There was an incredible amount of pressure on Yokoi to get this system out in 1995. With the PlayStation and the Saturn battling over market share around them, and the "Ultra 64" still at least a year away, Nintendo was desperate to put a dog in the console race or risk being left behind in the public's opinion. Then president Hiroshi Yamauchi was to make the Virtual Boy that something, whether Yokoi was ready or not.
By this point Yokoi's vision for the Virtual Boy has been tempered and degraded by Nintendo to the point where it only barely resembled the original vision. It went from multi-color, wearable headset to a monochrome, tabletop oddity and it was hard to feel like Nintendo had the same respect for the device as they did for the Ultra 64, which dominated Nintendo's budget and top talent. That particular part is important, because of who was involved in the 64's development: Shigeru Miyamoto.
Miyamoto's wide cast of characters he created like Mario, Link, and Donkey Kong were all to be part of the 64's big unveiling. Yamauchi didn't want to over expose the characters before they made their big 3D debuts. Mario was used very sparingly in the Virtual Boy's software lineup, only appearing in two lackluster games. Ironically, Wario stars in what is arguably the console's best game, Virtual Wario Land. With internal pressures to launch early coupled with the lack of support from Nintendo's big IPs, the Virtual Boy seemed DOA.
4. The media never liked the Virtual Boy.
If Nintendo was ever worried about what sort of impact the Virtual Boy would make in the open market, then it wasn't apparent. They used every marketing trick in the book to make the console seem as cutting edge as possible. The media questioned it's competency even before it even made it's first appearance at American trade shows.
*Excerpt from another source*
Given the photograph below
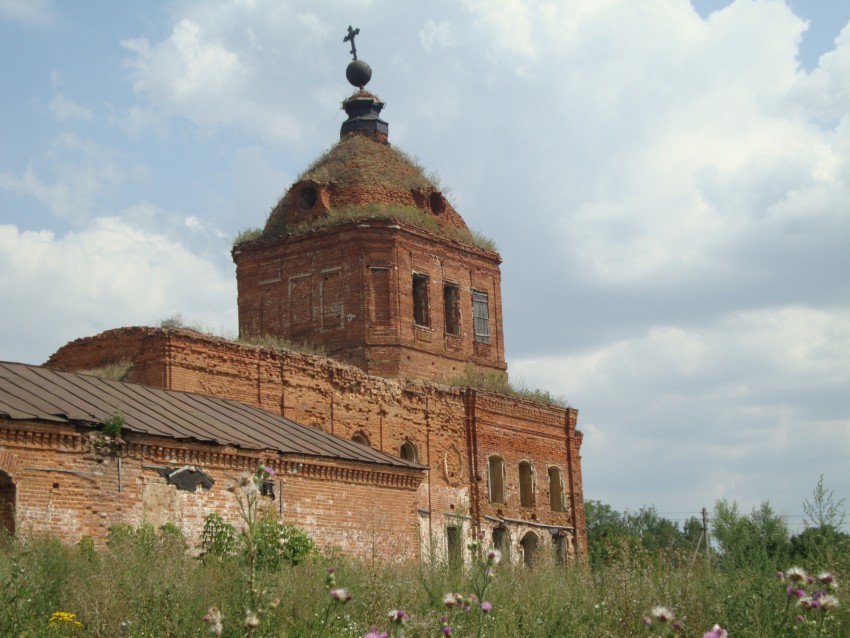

The Japanese got their first taste of it at the Shoshinkai Software Exhibition in 1994, where they had pretty mixed feelings about the product. Stereoscopic 3D was cool, but the red display was questionable. We liked it even less when it came to Vegas for 1995's CES, where we couldn't find where all the "innovation" was supposed to be. The final nail in the coffin of pubic opinion was when we heard about all of the safety regulations that came packaged with the device. The American media did what its good at: took the warnings as concrete correlative facts, and sensationalized them as the inherent dangers of using the device. It really stood no chance when it finally launched.
5. The Virtual Boy didn't even make it a year.
The original, world wide launch date for the Virtual Boy was August 14, 1995. The Japanese date would eventually be moved up to July 21st, and the North American date pushed back to August 21st. Nintendo had hoped the console would sell something around 3 million units it's first year. But the time the device was discontinued in June of 1996, it had only barely reached 800K (177K of that in Japan).
Part of the tepid response to the product was due to the price. At $179.95, it was way more expensive than a Gameboy at the time, which you could easily get for $30 with a game like Tetris at the time. $179.95 is around $280 in today money, or the price of a Vita, for context. That price would drop to $150 only two months later, but by then, it was already too late. At the end of its life at retail, customers could grab them from clearance racks for fractions of the launch cost.